Course Instructor Days Times Room
ENGL4270 CAMP, CYNTHIA TR 3::3 AM 0145

Description

Noble Saints and Holy Knights: Genre-Mixing in Medieval Romance and Hagiography

Medieval romance deals primarily with deeds of knightly derring-do; with affairs of the heart; and with secular virtues like loyalty, honor, and gentility. Medieval hagiography deals primarily with faith-enhancing miracles; with acts of ascetic privation; and with spiritual virtues like chastity, humility, and fidelity to God. Right? Not necessarily. The labels we slap onto medieval imaginative literature often obscure those poems' more provocative features, so this class will use genre to complicate simplistic readings of some highly sophisticated texts. Through the lens of genre expectations, we'll suss out some of the more problematic elements of medieval romances: the (dis)connection between military deeds and spiritual salvation, the interplay of devotion and public acts, the conflict between spiritual and familial responsibilities, the relationship between gender and spiritual and/or secular heroics, and the incompatibility (or perhaps complementarity) of sanctity and knighthood.

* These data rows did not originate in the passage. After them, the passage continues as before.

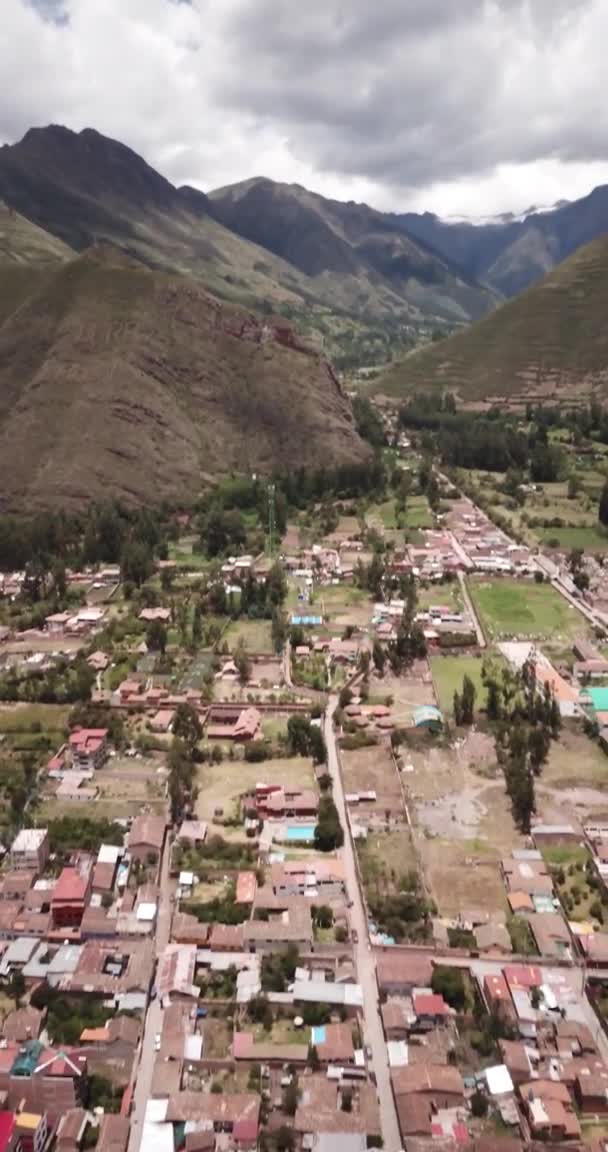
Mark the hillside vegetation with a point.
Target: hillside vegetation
(115, 380)
(549, 343)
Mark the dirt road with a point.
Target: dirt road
(153, 1021)
(365, 961)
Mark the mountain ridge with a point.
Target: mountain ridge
(548, 345)
(120, 381)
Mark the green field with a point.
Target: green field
(448, 674)
(255, 634)
(587, 537)
(517, 608)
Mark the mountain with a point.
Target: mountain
(551, 343)
(359, 251)
(511, 255)
(23, 243)
(344, 274)
(120, 381)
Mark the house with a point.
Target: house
(31, 1131)
(192, 833)
(70, 1130)
(431, 1010)
(146, 838)
(70, 895)
(493, 937)
(334, 1044)
(236, 1114)
(30, 849)
(551, 933)
(549, 1111)
(245, 887)
(396, 1018)
(161, 720)
(441, 1085)
(89, 748)
(152, 614)
(320, 1109)
(427, 717)
(113, 1134)
(22, 1024)
(399, 974)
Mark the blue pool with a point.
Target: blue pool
(301, 832)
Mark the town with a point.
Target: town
(304, 826)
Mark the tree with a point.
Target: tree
(157, 636)
(469, 694)
(187, 726)
(243, 662)
(328, 833)
(602, 509)
(379, 658)
(16, 985)
(137, 562)
(479, 1105)
(449, 983)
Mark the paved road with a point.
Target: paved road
(472, 613)
(153, 1021)
(365, 960)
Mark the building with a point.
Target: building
(30, 849)
(89, 748)
(399, 974)
(70, 895)
(146, 838)
(427, 717)
(31, 1131)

We will start the course with classic examples of both romance and hagiography to get you a working understanding of these two genres before considering some "problem romances" and "problem saints' lives" that trouble easy distinctions. We will then devote considerable time to one manuscript of early Middle English imaginative literature, the Auchinleck Manuscript, that contains some of these "problem" romances and saints' lives. Reading the poetry collected within a single manuscript replicates a little how medieval individuals would have encountered these texts, and this kind of reading practice -- as you'll soon see -- breaks down hard-and-fast barriers between different types of genres.

Expect to read a lot of Middle English (we'll spend the first couple weeks getting you comfortable with the language), to encounter some genre theory, to learn about medieval manuscripts, and to read some of the more bizarre narratives available in Middle English. Also expect to practice your close reading skills, to write weekly, and to produce several thoughtful essays on the poetry we read. Instruction will begin on the first day of class, so be there! A rigorous, but not draconian, attendance policy will be in place.